= GL Trade =

GL Trade was a French provider of financial order management and trading systems that covered front office, middle office and back office used by international financial institutions. Its main products were real-time market data and trading systems (servers and front end applications); a major part of its success was the GL NET private network linking up exchanges all over the world with thousands of brokers and traders. The company was purchased by SunGard in 2009 and the system was renamed as SunGard Global Trading.

==History==
GL services financiers sarl was first established by Louis christophe Laurent, and Bernard Grouchko and Jean-luc Wibaux in May 1987 to enter the Paris Stock options market opening September 87. Three months after bernard Grouchko left the company. Soon after Pierre Gatignol entered the company. GLTrade was established in 1990 with Jean Luc Wibaux as CEO. Due to the company's founders Pierre Gatignol and Louis-Christophe Laurent the acronym GL has been kept.In 1992 SBF Société des Bourses Françaises (ex Euronext) headed by Mr Theodore decided to buy 51% for strategic matters. But in 1998 35% of the company is sold to Reuters before listing the company on the Paris stock exchange. In 2009 GL trade was acquired by US based SunGard, one of the world's leading software and technology services companies.

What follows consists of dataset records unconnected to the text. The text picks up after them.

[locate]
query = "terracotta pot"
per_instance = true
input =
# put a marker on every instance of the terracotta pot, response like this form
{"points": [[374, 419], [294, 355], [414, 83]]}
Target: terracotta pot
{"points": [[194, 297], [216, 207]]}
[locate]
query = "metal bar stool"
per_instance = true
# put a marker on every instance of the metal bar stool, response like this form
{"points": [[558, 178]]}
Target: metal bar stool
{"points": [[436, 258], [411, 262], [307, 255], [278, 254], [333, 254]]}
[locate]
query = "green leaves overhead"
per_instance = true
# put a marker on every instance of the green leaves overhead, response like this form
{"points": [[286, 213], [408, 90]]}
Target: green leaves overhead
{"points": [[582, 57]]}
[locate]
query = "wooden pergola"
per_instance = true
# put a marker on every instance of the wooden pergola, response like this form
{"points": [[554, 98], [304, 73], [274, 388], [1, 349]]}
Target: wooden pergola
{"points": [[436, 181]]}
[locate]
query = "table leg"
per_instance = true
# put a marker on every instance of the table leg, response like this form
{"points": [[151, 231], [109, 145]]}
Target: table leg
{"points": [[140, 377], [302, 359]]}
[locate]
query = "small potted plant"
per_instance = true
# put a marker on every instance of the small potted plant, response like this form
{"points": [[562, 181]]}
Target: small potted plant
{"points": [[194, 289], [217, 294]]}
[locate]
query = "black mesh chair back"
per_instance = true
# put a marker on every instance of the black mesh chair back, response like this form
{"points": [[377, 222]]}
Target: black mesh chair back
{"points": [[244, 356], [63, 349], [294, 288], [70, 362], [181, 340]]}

The GL Trade shares were distributed as follows: NYSE Euronext owned approx. 40%, in the hand of the founders were 25,4% and 36,6% of the shares were free floating.

In May 2008 SunGard announced to acquire GL Trade by purchasing 65% in a first tranche for US$625 Million, including effect of outstanding stock options.

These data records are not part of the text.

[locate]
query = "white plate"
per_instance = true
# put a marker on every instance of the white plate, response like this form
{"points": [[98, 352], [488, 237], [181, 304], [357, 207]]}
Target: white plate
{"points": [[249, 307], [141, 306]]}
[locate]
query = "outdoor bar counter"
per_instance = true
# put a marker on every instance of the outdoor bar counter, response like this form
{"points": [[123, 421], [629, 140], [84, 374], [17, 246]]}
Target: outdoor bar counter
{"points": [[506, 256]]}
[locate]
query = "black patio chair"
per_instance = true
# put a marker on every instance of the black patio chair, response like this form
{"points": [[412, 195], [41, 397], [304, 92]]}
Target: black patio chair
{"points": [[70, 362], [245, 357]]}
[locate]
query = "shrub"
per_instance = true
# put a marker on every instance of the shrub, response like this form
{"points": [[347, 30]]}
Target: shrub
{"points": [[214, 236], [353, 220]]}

In accordance to the AMF General Regulation, Paris-based Oddo Corporate Finance launched on SunGard's behalf an all-cash tender offer for the remainder of GL Trade's share capital at the original price of EUR 41.70 per share. The price per share did not reflect the overall decay of worldwide corporate's values according to the 2008 Financial Crisis impact. Thus the total deal value of nearly US$1 Billion was considered to be financially hazardous, given the mere fact that GL Trade reported revenues of EUR 203 Million and an EBITDA of EUR 26 Million (fiscal year 2007).